|Interlining can range in thickness depending on number of ounces per yard|
Some facts about interlining:
- A standard weight would be 9 oz per yard such as the one used in this application:
- Interlining can range from 5 oz up to 20 oz per yard (commonly referred to as bump cloth)
- Common uses in window treatments include using with silk fabric to add body and fullness.
- A french blackout is created using interlining
- Another use is when fabricating roman shades
Benefits of Interlining:
- Interlining improves the drape and hang of the curtains
- Gives a luxurious look and feel to the window treatment - adds body and fullness
- Protects the main fabric from harmful sunlight rays
- Provides window insulation – reduces direct loss of heat/air conditioned loss through the window, saving energy and keeps the room warmer/cooler
- Helps with noise reduction
Disadvantages of Interlining:
- Depending on ounces per yard it can add considerable extra weight to window treatments
- Additional Hardware required -- Ensure that the hardware being used is sturdy enough for the weight of the curtains and that the fixtures used to attach to the wall will support the weight.
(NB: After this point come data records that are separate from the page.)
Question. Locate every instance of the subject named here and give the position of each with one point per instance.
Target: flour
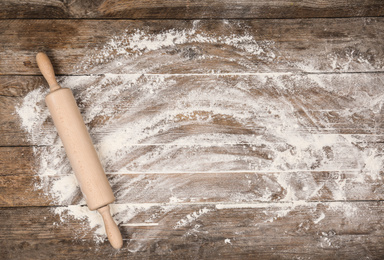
(144, 121)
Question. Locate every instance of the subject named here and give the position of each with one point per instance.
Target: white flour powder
(279, 127)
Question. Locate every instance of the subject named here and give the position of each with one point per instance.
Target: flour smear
(270, 126)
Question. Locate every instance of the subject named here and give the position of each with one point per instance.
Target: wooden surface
(224, 135)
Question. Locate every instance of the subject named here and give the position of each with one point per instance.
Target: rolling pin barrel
(80, 150)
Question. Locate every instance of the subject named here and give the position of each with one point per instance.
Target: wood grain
(245, 233)
(306, 45)
(182, 9)
(247, 130)
(221, 187)
(352, 107)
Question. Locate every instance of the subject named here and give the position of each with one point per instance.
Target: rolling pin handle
(111, 228)
(46, 69)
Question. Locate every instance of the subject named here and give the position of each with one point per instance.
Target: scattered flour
(144, 123)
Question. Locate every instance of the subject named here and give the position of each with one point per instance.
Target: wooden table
(228, 129)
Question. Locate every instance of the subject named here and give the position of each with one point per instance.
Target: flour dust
(278, 132)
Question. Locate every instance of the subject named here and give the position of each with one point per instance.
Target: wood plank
(240, 108)
(190, 46)
(306, 231)
(221, 187)
(182, 9)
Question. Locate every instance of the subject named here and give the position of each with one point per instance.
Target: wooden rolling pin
(80, 150)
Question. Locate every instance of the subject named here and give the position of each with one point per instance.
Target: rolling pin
(80, 150)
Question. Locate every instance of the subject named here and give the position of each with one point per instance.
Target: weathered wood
(320, 104)
(182, 9)
(248, 46)
(306, 231)
(221, 187)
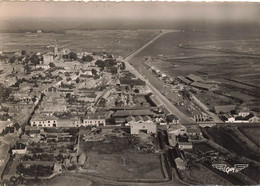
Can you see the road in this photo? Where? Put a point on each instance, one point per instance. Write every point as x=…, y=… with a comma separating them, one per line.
x=183, y=118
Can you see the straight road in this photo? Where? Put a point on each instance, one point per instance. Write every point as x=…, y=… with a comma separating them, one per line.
x=183, y=118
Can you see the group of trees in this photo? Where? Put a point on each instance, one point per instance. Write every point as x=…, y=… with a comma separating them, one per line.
x=86, y=58
x=71, y=56
x=34, y=170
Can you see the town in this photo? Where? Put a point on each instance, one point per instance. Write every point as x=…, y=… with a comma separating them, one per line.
x=62, y=111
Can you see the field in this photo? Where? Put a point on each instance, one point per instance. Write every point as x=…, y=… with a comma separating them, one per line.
x=125, y=166
x=251, y=47
x=235, y=66
x=198, y=174
x=231, y=139
x=253, y=133
x=116, y=42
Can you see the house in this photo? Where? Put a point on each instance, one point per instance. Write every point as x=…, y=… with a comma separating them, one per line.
x=228, y=118
x=199, y=116
x=171, y=119
x=180, y=164
x=243, y=113
x=184, y=80
x=154, y=101
x=125, y=82
x=96, y=119
x=224, y=109
x=68, y=122
x=4, y=124
x=19, y=148
x=174, y=131
x=205, y=86
x=136, y=112
x=82, y=159
x=193, y=129
x=44, y=121
x=146, y=127
x=184, y=145
x=57, y=167
x=253, y=118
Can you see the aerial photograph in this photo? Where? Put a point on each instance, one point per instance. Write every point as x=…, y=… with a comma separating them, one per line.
x=129, y=93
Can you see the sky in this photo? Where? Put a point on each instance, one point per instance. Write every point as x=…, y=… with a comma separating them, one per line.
x=130, y=10
x=124, y=11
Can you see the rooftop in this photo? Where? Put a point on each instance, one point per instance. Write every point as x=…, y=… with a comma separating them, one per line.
x=194, y=78
x=224, y=108
x=122, y=113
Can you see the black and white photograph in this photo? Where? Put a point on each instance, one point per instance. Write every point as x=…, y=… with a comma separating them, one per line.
x=143, y=93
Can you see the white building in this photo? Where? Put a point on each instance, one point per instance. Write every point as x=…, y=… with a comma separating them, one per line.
x=96, y=119
x=47, y=58
x=44, y=121
x=141, y=126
Using molly bolts or inserts rated for the appropriate weight will alleviate any problems.
- Not suitable for all climates – in a humid/damp areas I wouldn’t recommend using bump as the natural fibers will absorb and hold the moisture from the air which could affect the main fabric.
- Extra cost – lining itself - cost to purchase as well as the additional labor cost.
- Usual cleaning methods not recommended -- I do not recommend washing or dry-cleaning interlined drapery – just vacuum regularly and open the window to air them out.